You are correct: that meter is mis-marked. When not connected, the needle should sit on "-20", not zero.

You may be able to pop it open and turn the scale upside down, then turn the whole meter upside down, and get it right.

But that is NOT important. One end is "no compression", the other end is "heavy compression". You want to have the needle dancing between "none" and "medium" for many situations. (If the compression is for protection only, you want to sit on "none" but accept slight jerks. If the compressor is for conference speech or smashed AM radio sound, bang the needle as needed.)
 
Well, for sure I have used compressors before but … but the ones I have used doesn't have to be turned "full throttle" before they start compressing.

I have been thinking about the exact same thing… turn the meter upside down and open it up and flip the scale and I will have a functioning meter. By the looks of it and former experience of opening it it will work… even though I have to resemble the whole front panel.

The thing is that I don't want that all-or-nothing compression but rather an overall smooth compression.
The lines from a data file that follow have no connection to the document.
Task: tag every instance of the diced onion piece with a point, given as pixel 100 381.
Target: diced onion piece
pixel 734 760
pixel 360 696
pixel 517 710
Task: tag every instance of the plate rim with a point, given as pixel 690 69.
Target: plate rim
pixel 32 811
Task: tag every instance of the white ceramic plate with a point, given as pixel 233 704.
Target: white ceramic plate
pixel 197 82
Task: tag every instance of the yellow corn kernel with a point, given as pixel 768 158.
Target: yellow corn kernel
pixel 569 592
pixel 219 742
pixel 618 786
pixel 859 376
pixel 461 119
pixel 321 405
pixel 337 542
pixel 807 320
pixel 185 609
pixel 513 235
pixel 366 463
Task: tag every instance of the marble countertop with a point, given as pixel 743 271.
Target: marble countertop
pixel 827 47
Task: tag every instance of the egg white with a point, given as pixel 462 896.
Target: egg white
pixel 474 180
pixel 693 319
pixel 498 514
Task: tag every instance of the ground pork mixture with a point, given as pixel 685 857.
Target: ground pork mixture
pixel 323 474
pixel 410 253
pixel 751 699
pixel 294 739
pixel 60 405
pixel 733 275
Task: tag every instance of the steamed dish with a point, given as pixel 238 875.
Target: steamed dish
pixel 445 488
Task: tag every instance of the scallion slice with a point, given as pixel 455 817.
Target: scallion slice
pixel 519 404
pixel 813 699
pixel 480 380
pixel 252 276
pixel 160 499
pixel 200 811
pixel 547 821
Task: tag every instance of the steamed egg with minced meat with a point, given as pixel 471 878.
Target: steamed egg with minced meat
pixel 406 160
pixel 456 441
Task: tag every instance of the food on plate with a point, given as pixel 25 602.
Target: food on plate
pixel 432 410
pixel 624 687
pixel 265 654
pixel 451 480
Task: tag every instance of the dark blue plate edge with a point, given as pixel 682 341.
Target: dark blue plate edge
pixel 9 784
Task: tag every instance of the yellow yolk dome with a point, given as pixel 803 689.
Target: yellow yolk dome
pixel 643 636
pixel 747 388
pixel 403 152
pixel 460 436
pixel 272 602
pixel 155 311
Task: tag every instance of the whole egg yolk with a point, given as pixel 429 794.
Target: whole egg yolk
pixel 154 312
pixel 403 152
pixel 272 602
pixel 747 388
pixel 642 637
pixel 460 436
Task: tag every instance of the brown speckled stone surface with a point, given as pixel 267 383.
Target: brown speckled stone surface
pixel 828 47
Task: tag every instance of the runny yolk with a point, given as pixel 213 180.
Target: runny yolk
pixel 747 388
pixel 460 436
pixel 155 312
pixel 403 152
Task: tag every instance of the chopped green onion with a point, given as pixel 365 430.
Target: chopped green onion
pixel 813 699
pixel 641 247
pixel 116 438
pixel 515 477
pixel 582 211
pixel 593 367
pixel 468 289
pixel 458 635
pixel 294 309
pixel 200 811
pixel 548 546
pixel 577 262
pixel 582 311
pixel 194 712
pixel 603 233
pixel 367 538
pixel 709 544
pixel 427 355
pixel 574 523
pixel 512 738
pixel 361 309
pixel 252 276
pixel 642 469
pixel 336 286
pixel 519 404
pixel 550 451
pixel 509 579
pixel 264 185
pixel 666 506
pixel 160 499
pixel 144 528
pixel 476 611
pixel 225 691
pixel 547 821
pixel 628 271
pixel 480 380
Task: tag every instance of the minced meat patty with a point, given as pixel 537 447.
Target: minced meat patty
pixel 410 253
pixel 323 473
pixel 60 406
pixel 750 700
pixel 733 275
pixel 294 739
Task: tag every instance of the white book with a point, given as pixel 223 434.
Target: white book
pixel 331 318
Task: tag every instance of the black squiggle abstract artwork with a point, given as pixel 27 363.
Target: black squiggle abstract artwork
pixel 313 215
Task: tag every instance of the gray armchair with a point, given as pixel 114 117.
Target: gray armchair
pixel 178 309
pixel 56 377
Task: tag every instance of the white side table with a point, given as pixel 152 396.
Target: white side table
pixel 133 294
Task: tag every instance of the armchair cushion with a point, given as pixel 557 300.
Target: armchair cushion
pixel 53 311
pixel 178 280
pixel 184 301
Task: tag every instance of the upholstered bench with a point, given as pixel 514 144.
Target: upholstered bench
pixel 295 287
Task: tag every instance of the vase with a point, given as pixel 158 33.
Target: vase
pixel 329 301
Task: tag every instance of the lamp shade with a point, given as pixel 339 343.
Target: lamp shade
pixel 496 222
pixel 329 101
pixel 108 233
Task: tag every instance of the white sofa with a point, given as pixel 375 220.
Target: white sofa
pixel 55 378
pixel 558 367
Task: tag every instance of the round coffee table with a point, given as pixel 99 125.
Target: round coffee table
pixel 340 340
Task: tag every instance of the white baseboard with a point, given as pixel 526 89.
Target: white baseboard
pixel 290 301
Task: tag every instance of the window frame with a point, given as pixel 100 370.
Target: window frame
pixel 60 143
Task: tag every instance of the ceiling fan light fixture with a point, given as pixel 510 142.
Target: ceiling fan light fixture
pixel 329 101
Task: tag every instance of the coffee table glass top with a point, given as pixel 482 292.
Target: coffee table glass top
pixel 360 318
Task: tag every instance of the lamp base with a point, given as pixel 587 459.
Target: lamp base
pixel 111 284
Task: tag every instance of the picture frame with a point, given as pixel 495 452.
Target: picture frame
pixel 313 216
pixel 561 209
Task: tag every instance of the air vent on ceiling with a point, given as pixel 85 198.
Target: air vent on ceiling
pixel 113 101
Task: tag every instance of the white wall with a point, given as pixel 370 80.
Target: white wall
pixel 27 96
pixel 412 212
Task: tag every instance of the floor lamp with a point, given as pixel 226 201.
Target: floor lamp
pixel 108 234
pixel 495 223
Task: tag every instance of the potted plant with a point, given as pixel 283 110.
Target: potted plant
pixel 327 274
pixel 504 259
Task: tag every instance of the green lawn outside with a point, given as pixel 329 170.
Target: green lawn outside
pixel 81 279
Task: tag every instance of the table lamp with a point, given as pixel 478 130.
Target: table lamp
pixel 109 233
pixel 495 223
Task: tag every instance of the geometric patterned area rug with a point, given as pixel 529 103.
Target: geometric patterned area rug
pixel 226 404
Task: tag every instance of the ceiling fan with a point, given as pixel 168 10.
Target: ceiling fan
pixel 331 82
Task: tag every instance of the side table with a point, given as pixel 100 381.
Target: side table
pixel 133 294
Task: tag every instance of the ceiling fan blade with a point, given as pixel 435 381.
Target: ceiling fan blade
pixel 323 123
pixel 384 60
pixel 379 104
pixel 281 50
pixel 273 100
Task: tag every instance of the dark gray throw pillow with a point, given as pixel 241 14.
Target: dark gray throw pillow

I decoupled the input level pot and replaced it with a 100k pot and coupled that one as a output attenuator pot instead. I didn't have much time to test it much but my theory seems to make sense in this case. I got a nice compression with the needle moving nicely around gain reduction of 2 - 4 on the meter ( I know that the meter really says nothing… just a hint on whats going on). This was tested with an acoustic guitar.